As per usual, several parfums d'ambiance have found their way onto the market in recent months. Indeed, some of them have appeared under the banner of an entirely new brand: Alex Simone. The Monaco-based enterprise features an extensive range of scents in several different forms, comprising the three I mentioned in the paragraph above, as well as formulations designed specifically for linen and pillows. In terms of quality, it has to be said that the fragrances vary quite widely: for every pleasing effort (Green Tea succeeds in conveying a subtle haze of zen) there's an absolute stinker (Sweet Lavender is a nightmare vision of citrus-woody masculines from the 80s). My personal favourite is probably Iris Lavender, an endearing contrast between the plush sweetness of the latter and austerity of the former. If you're curious to check out the brand for yourself, you may be interested to learn that they offer a free discovery pack on their site.
The idea of scenting one's clothes also pops up in Diptyque's Eau Plurielle. A simple - but not simplistic - composition based on rose and a green ivy accord, it is one of those laudable instances of a clearly delineated idea executed with no superfluous nonsense whatsoever. The floral and the vegetal are expertly balanced against each other, creating an atmosphere that is at both homely and fairy-tale like. EP also doubles as a personal scent, in which guise it comes across as an extremely approachable, all-smiling cologne-like composition. Well worth a sniff.
Mimosa blossoms may be creatures of the winter, but as far as I'm concerned, the creamy, buttery sensuousness of their odour is the epitome of vernal optimism. That's precisely why Acqua Di Parma's limited edition Mimosa candle has been a steady burner at Maison Persolaise during the last few weeks. For one thing, it is a sight to behold - its external casing is encrusted with hundreds of delicate mimosa flowers - and for another, it projects a note-perfect rendition of the smell of Nice carnival's Bataille De Fleurs. In other words, it is heavenly.

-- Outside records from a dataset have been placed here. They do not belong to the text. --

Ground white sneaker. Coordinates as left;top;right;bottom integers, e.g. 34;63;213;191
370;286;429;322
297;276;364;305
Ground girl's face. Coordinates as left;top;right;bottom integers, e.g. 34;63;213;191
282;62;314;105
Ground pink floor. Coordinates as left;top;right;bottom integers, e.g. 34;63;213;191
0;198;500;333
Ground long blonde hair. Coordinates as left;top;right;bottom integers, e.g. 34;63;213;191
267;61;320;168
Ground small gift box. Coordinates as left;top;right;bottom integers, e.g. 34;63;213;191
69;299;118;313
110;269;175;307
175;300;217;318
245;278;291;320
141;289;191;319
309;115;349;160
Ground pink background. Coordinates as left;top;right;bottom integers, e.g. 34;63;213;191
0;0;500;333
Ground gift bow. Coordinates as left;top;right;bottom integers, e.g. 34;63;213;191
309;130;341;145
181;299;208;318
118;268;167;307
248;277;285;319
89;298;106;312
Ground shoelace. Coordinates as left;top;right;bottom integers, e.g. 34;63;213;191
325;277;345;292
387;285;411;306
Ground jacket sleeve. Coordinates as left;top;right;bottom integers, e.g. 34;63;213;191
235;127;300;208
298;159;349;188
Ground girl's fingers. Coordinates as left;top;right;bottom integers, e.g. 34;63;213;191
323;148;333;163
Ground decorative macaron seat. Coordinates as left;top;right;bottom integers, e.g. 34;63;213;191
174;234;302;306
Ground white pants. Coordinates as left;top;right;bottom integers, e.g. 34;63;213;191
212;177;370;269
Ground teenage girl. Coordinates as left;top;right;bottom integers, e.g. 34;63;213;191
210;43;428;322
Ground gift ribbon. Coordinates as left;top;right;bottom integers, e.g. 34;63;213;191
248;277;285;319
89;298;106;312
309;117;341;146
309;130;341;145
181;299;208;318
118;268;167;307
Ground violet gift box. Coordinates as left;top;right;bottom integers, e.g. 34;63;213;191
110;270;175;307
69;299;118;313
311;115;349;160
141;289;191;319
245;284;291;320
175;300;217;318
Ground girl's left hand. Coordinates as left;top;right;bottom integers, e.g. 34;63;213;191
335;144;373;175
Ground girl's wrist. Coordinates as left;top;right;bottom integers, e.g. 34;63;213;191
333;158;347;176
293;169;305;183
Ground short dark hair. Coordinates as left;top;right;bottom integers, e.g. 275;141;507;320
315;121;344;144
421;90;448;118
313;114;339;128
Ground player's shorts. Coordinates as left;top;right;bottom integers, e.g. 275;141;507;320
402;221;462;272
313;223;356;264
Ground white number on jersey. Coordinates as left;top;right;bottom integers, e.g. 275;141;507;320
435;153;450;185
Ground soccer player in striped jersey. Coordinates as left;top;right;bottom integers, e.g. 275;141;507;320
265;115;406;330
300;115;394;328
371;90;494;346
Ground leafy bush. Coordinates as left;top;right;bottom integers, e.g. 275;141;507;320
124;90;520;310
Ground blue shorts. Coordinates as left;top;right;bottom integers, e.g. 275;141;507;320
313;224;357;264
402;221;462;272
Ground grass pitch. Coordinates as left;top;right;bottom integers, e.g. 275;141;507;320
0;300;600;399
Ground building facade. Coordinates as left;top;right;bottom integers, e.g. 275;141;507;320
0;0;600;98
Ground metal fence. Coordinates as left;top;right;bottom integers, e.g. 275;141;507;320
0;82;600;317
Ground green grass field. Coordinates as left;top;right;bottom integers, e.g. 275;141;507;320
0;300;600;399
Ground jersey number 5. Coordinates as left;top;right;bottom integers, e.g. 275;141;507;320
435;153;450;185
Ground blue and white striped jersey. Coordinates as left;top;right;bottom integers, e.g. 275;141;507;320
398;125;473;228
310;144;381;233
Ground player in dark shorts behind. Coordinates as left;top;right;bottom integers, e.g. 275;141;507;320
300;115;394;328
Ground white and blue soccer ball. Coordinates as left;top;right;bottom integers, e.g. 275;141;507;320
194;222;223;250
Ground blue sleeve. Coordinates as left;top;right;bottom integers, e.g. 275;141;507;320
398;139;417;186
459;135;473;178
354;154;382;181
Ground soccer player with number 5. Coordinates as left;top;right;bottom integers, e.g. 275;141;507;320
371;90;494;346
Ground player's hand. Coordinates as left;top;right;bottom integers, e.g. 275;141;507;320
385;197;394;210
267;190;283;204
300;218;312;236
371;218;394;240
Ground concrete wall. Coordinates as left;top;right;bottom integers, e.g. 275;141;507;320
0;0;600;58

Finally, we stay in the south of France for the latest release from L'Artisan Parfumeur. In 1977, the brand launched what has become one of its most recognised products: the terracotta Boule D'Ambre. Filled with crystals doused in a scent created by Jean-Claude Gigodot, it has radiated balsams, resins and sweet vanilla in thousands of rooms across the world for decades. Now, L'Artisan have enlisted Gigodot's help again for the Boule De Provence. Decorated with the same intricacy as the original - but coloured white rather than brown - it contains one of the most evocative representations of the lands around Grasse I've encountered for a long time. Forget cliches of souvenir shops with their embroidered lavender sachets; this is a complex, subtle work which seems to capture the very quality of the crystalline sunlight reflected in the bay of Cannes. Close your eyes... and picture mile upon mile of green fields, where sage, thyme, rosemary and, of course, lavender, sway to the tune of the cicadas, the bees and the warm air pushing in from the Med. Bliss.
[Review based on samples of products provided by the respective brands.]